The hated Robert Plant song he wrote as a joke: “It’s supposed to be funny”
The most creative people are never satisfied being in a box all the time. Even if they can make one kind of song really well, it starts to get boring trying to go into the same format and try to make something that’s even better than the track that you already had a hit with. Robert Plant was never content to stay stagnant in Led Zeppelin or in his solo years, but he admitted that he may have bitten off a little more than he could chew on Shaken N’ Stirred with ‘Too Loud’.
At the same time, Plant was always going to have the unenviable task of having to have his solo work compared to Led Zeppelin. Even Jimmy Page had a supergroup with Paul Rodgers with The Firm, but flying soloing for the first time after being dubbed ‘The Golden God’ had more than a few people eyeing up Plant, expecting him to be just as good as his old outfit.
That kind of pressure feels impossible for anyone to overcome, so Plant didn’t bother trying.

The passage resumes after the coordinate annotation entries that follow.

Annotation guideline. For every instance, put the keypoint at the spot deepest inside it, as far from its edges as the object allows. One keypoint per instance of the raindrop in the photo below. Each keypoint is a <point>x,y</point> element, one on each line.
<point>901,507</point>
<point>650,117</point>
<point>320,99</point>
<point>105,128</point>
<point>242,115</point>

Throughout his work solo and with Band of Joy, many of his greatest moments came from deliberately moving away from what Zeppelin was known for. There were still traces of blues mixed into everything, but the folksy spin on it was almost as if the version of Zeppelin from their third outing had turned into a full band.
By Shaken N’ Stirred, though, that period of Plant’s career was long gone. He had done that bit, and now the newest flavours of the day were the sounds of new wave bands, taking the building blocks of rock and roll and putting dance textures underneath everything.

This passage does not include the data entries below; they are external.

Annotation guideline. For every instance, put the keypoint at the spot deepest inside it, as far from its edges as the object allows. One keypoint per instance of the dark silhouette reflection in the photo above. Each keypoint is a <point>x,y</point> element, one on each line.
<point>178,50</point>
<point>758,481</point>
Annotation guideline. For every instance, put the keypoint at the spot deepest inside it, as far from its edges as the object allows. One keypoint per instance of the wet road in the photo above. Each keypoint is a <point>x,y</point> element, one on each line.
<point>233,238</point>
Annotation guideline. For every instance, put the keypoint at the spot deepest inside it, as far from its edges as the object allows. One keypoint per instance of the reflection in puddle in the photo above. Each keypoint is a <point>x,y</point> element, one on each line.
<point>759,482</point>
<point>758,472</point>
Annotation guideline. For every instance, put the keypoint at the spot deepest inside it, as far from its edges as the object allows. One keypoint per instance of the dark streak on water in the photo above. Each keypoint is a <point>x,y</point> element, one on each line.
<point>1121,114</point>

While Plant could lay down a groove with Zeppelin, he admitted that his attempt at making that style of new wave wasn’t taking itself too seriously. When talking about ‘Too Loud’, he felt that the piece was supposed to have a bit of a humorous edge behind it, saying, “I did a track on Shaken’ n’ Stirred called ‘Too Loud’, and I got some of Bette Midler’s girls to help me with some choruses and stuff. I basically was seriously affected by David Byrne. It’s very funny, it’s a funny song, it’s supposed to be funny.”
That’s not how the fans took it when they finally heard it on the radio. Compared to the strutting rock and roll badass that had started everything back in the 1970s, this felt like him trying and failing to become a new-wave rockstar, almost like he was shooting for Devo and ended up closer to a middle-aged man trying to fumble his way through the hip new sounds of what kids are listening to these days.
If anything, this kind of mode should have sunk Plant’s career, but that’s not what happened. Although he had to work his way back up, his later collaborations with Jimmy Page for the Page and Plant records felt like the fans getting a whiff of what the older version of Zeppelin could have sounded like had John Bonham not passed away.
It’s not like Plant was afraid of trying new things, either, eventually trying his hand at making bluegrass records with Alisson Krauss on Raising Sand. Fans are more than happy to tell Plant when he’s out of his depth, but it’s almost reassuring that he’s able to make something new and see where it goes.